« Il n'y a pas de plus grand poète.
Il y a la poésie. »

Paul Fort (Canzone du vrai de vrai / Portraits sur le sable)

EAU SEXUELLE

 


 

 

 

 

Roulant à grosses gouttes seules,

à gouttes comme des dents,

à grosses gouttes épaisses de marmelade et de sang,

roulant à grosses gouttes

l’eau tombe,

comme une épée en gouttes,

comme un déchirant fleuve de verre,

tombe en mordant,

frappant l’axe de la symétrie, collant aux coutures de l’âme,

brisant des choses abandonnées, trempant l’obscurité.

 

C’est un souffle seulement, plus humide que les pleurs,

un liquide, une sueur, une huile sans nom,

un mouvement vif,

qui se fait et s’épaissit,

l’eau tombe,

à grosses gouttes lentes,

vers sa mer, vers son océan desséché,

vers sa vague sans eau.

 

Je vois l’été immense, et un râle sortant d’un grenier,

des récoltes, des cigales,

des agglomérations, des aiguillons,

des demeures, des petites filles

dormant les mains sur le cœur,

rêvant de bandits, d’incendies,

je vois des bateaux,

je vois des arbres de moelle

hérissés comme des chats enragés,

je vois du sang, des poignards et des bas de femme,

et des cheveux d’homme,

je vois des lits, je vois des couloirs où crie une vierge,

je vois des couvertures et des organes et des hôtels.

 

Je vois les rêves secrets,

j’accepte les derniers instants,

et les origines aussi, et aussi les souvenirs,

comme une paupière atrocement relevée par force

je regarde.

 

Et alors il y a ce son :

un bruit rouge d’os,

un accouplement de chair,

et de jambes jaunes s’unissant comme des épis.

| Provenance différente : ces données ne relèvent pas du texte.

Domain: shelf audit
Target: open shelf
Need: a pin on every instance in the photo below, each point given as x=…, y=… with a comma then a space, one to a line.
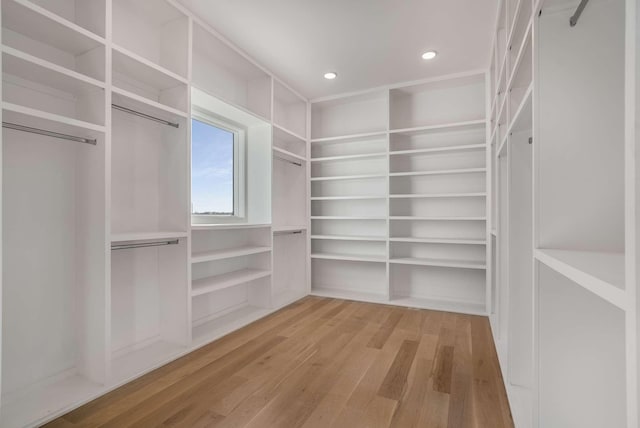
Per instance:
x=135, y=74
x=353, y=115
x=231, y=279
x=208, y=256
x=220, y=70
x=349, y=257
x=156, y=31
x=438, y=262
x=599, y=272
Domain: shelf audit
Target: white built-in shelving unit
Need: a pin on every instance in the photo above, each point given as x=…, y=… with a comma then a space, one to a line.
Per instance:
x=563, y=265
x=104, y=276
x=398, y=195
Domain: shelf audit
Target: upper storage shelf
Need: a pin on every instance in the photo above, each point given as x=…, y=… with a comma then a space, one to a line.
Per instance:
x=289, y=110
x=353, y=115
x=438, y=103
x=154, y=30
x=220, y=70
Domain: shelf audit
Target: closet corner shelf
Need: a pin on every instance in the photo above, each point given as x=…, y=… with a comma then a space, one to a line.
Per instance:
x=287, y=155
x=349, y=238
x=230, y=226
x=146, y=236
x=349, y=257
x=209, y=256
x=219, y=282
x=439, y=263
x=466, y=147
x=439, y=172
x=438, y=195
x=60, y=32
x=601, y=273
x=348, y=137
x=442, y=127
x=339, y=293
x=289, y=132
x=350, y=157
x=32, y=64
x=158, y=69
x=32, y=116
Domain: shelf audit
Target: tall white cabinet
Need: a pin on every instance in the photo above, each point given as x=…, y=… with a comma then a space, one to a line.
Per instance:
x=104, y=278
x=563, y=170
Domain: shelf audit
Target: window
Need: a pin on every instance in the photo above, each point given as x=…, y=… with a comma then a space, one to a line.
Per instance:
x=216, y=171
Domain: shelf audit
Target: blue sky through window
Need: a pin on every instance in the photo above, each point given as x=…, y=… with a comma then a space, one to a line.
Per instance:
x=212, y=169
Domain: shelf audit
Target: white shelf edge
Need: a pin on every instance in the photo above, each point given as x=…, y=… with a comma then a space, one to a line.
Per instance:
x=209, y=256
x=215, y=283
x=587, y=280
x=52, y=66
x=349, y=157
x=468, y=123
x=456, y=264
x=348, y=137
x=469, y=147
x=28, y=111
x=148, y=102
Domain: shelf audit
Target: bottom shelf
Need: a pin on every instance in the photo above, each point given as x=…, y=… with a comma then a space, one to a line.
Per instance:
x=45, y=400
x=228, y=322
x=142, y=360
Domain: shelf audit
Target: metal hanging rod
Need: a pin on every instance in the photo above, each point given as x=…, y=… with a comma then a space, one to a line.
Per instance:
x=288, y=161
x=23, y=128
x=574, y=19
x=144, y=115
x=144, y=244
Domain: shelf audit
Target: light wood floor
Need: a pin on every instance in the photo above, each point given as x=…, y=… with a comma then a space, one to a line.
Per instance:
x=322, y=363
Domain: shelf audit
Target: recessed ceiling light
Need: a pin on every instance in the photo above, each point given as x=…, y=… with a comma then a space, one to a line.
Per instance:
x=429, y=55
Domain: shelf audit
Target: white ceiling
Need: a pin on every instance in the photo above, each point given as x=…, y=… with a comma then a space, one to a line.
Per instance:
x=367, y=42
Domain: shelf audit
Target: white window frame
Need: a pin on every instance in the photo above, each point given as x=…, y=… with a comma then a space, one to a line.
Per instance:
x=239, y=170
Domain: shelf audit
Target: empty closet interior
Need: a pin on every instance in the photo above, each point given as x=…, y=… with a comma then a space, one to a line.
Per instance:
x=508, y=191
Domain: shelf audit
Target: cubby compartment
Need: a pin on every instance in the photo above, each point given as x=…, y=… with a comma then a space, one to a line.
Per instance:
x=356, y=187
x=289, y=110
x=37, y=87
x=581, y=356
x=438, y=103
x=438, y=229
x=328, y=248
x=420, y=161
x=359, y=114
x=220, y=70
x=138, y=79
x=457, y=182
x=349, y=279
x=44, y=31
x=376, y=229
x=155, y=31
x=350, y=207
x=149, y=171
x=149, y=296
x=289, y=267
x=231, y=279
x=435, y=287
x=581, y=213
x=54, y=269
x=289, y=192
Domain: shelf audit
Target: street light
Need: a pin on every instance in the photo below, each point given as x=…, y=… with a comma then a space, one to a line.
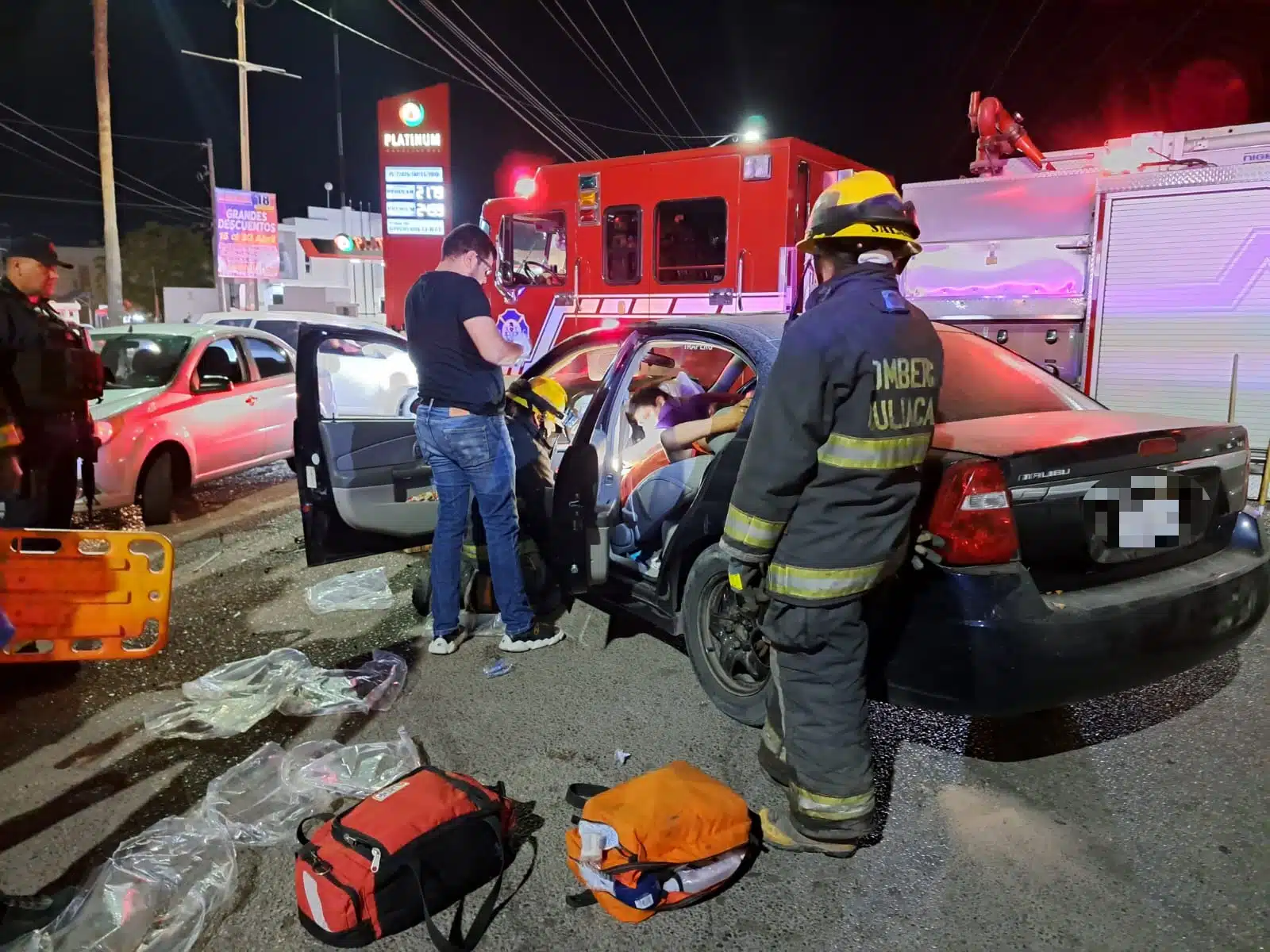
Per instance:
x=753, y=130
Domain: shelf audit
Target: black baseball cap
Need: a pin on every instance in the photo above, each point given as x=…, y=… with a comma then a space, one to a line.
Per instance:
x=37, y=248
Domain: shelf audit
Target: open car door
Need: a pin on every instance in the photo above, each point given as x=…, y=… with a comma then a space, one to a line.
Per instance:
x=364, y=489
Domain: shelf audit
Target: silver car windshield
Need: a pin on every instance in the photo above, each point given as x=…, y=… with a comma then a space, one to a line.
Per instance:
x=135, y=361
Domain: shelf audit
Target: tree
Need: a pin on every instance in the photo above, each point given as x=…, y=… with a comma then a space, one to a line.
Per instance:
x=164, y=255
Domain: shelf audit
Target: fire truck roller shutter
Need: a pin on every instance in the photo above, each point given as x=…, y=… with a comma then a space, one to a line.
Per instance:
x=1185, y=289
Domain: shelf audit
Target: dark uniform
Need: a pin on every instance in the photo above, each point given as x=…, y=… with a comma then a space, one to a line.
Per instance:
x=825, y=499
x=48, y=374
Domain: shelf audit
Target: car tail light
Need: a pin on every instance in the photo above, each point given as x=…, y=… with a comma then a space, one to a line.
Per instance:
x=972, y=514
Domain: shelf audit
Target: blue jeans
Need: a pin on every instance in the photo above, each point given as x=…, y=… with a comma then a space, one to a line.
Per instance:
x=473, y=455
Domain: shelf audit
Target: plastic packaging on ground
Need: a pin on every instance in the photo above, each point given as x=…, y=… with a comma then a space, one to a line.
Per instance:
x=234, y=697
x=158, y=890
x=351, y=592
x=482, y=626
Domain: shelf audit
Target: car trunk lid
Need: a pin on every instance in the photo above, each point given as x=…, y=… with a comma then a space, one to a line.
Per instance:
x=1072, y=473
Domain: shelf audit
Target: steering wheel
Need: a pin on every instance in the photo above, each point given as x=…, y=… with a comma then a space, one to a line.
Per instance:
x=533, y=271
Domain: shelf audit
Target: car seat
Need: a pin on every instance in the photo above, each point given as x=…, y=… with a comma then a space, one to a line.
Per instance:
x=657, y=503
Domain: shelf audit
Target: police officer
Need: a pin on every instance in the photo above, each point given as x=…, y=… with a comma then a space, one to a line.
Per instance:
x=48, y=374
x=822, y=505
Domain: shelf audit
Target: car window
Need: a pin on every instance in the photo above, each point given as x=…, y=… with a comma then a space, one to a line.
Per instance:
x=140, y=359
x=287, y=330
x=221, y=359
x=983, y=380
x=372, y=378
x=268, y=359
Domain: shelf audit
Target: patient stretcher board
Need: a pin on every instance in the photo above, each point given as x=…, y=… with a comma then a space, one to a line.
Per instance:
x=86, y=596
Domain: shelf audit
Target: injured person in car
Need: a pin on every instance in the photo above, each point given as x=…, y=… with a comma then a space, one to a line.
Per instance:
x=662, y=493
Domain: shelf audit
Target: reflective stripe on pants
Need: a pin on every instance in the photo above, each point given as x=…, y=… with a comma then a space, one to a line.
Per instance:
x=751, y=532
x=818, y=666
x=870, y=454
x=814, y=585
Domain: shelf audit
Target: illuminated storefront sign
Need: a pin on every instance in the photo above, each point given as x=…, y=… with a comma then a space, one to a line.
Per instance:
x=247, y=235
x=416, y=190
x=410, y=114
x=414, y=200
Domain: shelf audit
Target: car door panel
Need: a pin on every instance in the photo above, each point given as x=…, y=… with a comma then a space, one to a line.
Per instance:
x=579, y=524
x=362, y=488
x=368, y=461
x=220, y=424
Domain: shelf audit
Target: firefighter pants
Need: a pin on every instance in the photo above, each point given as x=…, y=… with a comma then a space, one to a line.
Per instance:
x=48, y=499
x=818, y=716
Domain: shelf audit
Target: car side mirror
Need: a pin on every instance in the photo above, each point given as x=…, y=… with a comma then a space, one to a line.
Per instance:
x=213, y=384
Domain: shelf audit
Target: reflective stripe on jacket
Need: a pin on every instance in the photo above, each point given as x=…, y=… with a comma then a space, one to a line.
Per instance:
x=832, y=466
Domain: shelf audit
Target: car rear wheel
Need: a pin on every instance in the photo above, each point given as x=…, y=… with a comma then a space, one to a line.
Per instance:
x=158, y=490
x=728, y=653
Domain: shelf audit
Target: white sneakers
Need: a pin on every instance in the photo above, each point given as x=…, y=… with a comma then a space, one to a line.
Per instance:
x=448, y=644
x=537, y=636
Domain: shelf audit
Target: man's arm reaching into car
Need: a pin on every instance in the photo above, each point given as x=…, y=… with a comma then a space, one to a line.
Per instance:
x=489, y=343
x=677, y=441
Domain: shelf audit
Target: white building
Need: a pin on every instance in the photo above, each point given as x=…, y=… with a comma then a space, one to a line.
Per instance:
x=321, y=273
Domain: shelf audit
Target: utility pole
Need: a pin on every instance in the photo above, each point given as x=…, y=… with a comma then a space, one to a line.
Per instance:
x=106, y=150
x=252, y=287
x=216, y=232
x=340, y=114
x=244, y=67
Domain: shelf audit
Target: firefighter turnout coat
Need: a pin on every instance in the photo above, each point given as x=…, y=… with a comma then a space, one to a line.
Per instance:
x=832, y=467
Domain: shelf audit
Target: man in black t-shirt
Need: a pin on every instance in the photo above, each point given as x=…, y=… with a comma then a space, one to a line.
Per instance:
x=463, y=435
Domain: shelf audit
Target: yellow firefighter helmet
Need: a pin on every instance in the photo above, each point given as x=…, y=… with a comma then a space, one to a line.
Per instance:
x=541, y=393
x=864, y=206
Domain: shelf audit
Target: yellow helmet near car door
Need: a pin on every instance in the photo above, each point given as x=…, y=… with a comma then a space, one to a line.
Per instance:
x=541, y=393
x=863, y=206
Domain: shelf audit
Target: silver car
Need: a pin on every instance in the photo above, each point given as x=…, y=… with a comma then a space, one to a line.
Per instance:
x=186, y=404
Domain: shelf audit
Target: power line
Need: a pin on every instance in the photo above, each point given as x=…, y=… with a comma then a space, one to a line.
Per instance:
x=1019, y=42
x=80, y=149
x=571, y=132
x=597, y=152
x=658, y=61
x=463, y=82
x=634, y=71
x=602, y=69
x=190, y=209
x=441, y=44
x=83, y=201
x=114, y=135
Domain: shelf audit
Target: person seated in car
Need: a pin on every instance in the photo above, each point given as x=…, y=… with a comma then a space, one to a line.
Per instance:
x=664, y=493
x=533, y=409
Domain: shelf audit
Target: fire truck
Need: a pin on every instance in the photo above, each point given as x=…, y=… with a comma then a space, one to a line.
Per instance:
x=1137, y=271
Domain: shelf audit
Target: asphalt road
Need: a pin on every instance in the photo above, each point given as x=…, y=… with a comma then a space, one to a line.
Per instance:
x=1132, y=823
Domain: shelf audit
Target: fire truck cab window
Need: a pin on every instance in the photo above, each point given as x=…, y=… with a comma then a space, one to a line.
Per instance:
x=533, y=249
x=622, y=258
x=691, y=241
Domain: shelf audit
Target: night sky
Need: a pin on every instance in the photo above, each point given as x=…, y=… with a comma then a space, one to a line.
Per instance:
x=883, y=83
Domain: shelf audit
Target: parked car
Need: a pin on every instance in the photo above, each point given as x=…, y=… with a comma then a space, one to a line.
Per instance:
x=1033, y=606
x=186, y=404
x=357, y=378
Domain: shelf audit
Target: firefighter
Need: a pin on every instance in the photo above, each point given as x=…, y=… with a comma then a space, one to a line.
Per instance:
x=822, y=505
x=48, y=374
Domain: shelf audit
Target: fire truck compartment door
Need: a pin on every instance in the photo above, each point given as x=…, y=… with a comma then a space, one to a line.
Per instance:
x=1184, y=290
x=364, y=489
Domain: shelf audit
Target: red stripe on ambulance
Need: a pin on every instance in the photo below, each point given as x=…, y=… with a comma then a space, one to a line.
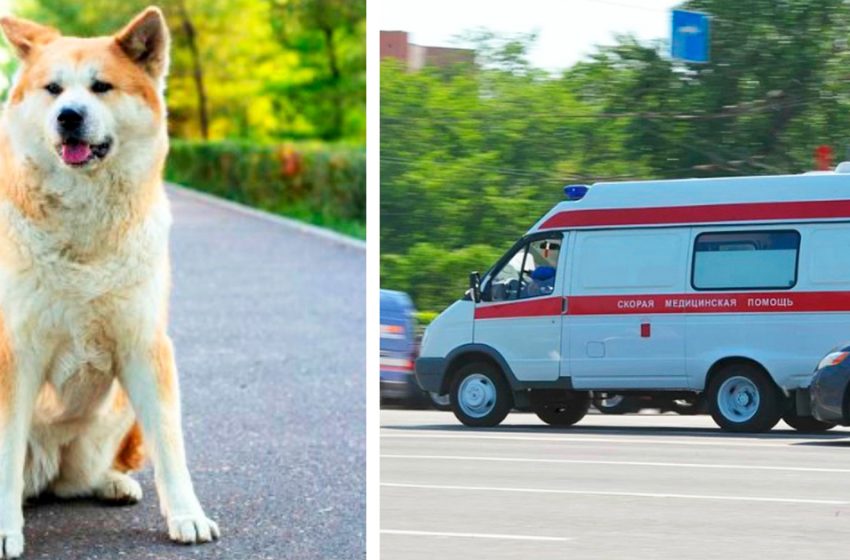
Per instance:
x=739, y=302
x=701, y=214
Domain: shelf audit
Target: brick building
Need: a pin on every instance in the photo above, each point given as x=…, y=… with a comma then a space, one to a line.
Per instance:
x=395, y=44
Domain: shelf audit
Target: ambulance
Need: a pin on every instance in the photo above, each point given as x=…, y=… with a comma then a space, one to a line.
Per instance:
x=719, y=293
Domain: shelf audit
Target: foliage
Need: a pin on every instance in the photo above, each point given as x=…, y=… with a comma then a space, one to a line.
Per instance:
x=320, y=183
x=255, y=84
x=471, y=157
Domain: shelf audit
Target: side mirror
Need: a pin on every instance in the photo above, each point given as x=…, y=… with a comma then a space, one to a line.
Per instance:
x=475, y=286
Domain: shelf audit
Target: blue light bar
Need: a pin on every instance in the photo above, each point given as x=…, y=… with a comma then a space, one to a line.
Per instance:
x=575, y=192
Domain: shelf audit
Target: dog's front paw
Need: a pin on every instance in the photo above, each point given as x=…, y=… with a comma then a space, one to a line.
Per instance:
x=119, y=488
x=11, y=545
x=191, y=529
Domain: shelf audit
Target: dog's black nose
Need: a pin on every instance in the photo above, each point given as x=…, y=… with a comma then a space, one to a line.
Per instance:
x=69, y=120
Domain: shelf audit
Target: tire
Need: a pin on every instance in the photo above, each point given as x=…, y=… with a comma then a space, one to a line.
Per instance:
x=615, y=404
x=743, y=398
x=440, y=402
x=479, y=396
x=566, y=411
x=806, y=424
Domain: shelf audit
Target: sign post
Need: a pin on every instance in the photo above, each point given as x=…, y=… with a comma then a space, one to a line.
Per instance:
x=690, y=36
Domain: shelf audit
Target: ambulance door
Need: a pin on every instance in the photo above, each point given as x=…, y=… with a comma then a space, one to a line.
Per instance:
x=519, y=314
x=621, y=330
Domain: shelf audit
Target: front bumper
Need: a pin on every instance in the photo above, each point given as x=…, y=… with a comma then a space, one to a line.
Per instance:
x=829, y=385
x=430, y=373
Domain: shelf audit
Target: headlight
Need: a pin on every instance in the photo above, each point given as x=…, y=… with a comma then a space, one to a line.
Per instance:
x=832, y=359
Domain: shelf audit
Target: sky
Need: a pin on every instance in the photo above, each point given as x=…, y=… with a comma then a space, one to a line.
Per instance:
x=567, y=30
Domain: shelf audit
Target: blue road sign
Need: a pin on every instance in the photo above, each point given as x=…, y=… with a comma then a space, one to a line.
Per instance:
x=690, y=36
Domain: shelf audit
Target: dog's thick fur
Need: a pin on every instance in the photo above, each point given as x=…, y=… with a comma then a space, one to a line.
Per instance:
x=86, y=365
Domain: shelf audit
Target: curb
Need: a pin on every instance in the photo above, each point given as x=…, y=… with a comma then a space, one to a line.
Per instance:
x=269, y=217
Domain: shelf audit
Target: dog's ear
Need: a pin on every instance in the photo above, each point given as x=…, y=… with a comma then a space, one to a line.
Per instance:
x=25, y=36
x=145, y=40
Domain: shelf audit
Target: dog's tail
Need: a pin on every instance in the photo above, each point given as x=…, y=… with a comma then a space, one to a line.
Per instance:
x=130, y=455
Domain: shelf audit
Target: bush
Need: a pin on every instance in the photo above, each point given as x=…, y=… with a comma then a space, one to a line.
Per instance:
x=435, y=277
x=324, y=184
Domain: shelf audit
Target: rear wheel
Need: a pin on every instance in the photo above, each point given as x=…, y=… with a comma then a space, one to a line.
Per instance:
x=564, y=408
x=806, y=424
x=480, y=396
x=742, y=398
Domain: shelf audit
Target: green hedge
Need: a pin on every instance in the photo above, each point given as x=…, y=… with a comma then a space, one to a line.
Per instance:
x=324, y=184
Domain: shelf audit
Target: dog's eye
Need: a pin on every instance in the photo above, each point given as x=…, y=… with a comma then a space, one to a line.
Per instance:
x=100, y=87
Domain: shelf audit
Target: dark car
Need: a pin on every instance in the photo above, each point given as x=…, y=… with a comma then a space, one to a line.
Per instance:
x=829, y=389
x=398, y=349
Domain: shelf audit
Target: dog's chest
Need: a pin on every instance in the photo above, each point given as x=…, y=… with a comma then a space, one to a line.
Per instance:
x=79, y=300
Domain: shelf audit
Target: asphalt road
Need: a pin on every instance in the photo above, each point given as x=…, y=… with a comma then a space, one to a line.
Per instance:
x=269, y=328
x=632, y=487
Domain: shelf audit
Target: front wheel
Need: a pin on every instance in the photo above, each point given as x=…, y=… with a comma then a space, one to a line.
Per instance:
x=743, y=398
x=479, y=396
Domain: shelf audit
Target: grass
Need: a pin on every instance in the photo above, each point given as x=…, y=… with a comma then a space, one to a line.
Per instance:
x=302, y=213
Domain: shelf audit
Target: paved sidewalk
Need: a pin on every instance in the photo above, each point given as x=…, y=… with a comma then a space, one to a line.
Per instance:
x=269, y=329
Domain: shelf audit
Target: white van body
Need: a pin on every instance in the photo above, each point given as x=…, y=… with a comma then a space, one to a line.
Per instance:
x=659, y=282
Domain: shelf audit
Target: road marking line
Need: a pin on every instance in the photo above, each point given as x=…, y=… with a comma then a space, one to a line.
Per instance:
x=624, y=463
x=473, y=535
x=617, y=494
x=580, y=439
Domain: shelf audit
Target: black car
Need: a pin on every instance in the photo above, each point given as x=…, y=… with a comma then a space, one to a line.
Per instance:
x=829, y=389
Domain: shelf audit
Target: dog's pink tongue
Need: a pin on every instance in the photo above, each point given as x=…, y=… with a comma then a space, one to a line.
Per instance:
x=75, y=153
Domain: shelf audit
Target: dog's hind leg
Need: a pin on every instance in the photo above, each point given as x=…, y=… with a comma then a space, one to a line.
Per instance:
x=91, y=464
x=19, y=384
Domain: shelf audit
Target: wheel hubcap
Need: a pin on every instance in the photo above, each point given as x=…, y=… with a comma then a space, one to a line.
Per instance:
x=738, y=399
x=476, y=395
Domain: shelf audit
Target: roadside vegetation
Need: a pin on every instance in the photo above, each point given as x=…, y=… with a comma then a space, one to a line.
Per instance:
x=266, y=98
x=472, y=156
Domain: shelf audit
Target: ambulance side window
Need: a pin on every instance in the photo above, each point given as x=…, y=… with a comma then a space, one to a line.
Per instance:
x=746, y=260
x=529, y=272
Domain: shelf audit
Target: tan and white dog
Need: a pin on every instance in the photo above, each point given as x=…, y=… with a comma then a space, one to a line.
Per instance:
x=84, y=277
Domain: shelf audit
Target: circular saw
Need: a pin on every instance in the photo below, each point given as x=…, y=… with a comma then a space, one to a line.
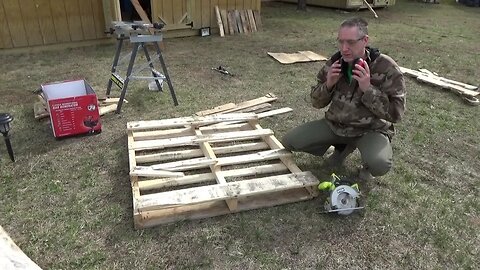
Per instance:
x=343, y=198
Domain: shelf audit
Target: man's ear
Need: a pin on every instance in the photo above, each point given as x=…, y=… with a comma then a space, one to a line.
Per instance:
x=365, y=39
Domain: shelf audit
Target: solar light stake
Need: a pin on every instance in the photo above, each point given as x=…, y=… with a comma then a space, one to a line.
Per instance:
x=5, y=120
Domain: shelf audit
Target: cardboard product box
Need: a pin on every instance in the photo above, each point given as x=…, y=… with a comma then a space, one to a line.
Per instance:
x=73, y=108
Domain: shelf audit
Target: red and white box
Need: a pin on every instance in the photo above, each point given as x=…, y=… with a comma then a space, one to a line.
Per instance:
x=73, y=107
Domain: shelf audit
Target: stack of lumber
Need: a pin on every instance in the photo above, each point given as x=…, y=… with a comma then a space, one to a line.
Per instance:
x=468, y=92
x=261, y=106
x=216, y=162
x=234, y=22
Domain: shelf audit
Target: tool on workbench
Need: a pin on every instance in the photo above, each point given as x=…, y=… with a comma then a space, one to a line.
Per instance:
x=140, y=34
x=343, y=196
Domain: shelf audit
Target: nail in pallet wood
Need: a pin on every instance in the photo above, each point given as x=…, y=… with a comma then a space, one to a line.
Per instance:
x=183, y=169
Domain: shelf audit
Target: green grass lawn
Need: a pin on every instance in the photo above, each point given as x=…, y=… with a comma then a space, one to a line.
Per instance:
x=68, y=203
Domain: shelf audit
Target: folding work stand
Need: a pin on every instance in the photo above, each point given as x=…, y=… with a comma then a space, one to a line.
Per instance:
x=139, y=34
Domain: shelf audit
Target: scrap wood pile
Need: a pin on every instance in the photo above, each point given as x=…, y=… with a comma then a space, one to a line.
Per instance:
x=215, y=162
x=234, y=22
x=468, y=92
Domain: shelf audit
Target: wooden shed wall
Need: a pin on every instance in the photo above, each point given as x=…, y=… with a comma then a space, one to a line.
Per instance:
x=346, y=4
x=177, y=13
x=26, y=23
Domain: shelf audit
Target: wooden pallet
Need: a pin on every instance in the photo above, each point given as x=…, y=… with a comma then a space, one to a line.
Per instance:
x=192, y=167
x=234, y=22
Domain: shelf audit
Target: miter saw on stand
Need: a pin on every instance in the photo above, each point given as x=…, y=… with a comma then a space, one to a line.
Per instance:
x=344, y=195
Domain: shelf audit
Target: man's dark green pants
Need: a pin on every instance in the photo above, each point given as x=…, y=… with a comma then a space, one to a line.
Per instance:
x=316, y=137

J’écoute entre l’éclat des baisers,

j’écoute, secoué de respirations et de sanglots.

 

Je suis en train de regarder, écoutant,

avec la moitié de l’âme sur la mer et la moitié de l’âme sur la terre,

et avec les deux moitiés de l’âme je regarde le monde.

 

Et bien que je ferme les yeux et me couvre le cœur entièrement,

je vois tomber l’eau sourde,

à grosses gouttes sourdes.

C’est comme un ouragan de gélatine,

comme une cataracte de spermes et de méduses.

Je regarde courir un trouble arc-en-ciel.

Je vois ses eaux qui passent et traversent des os.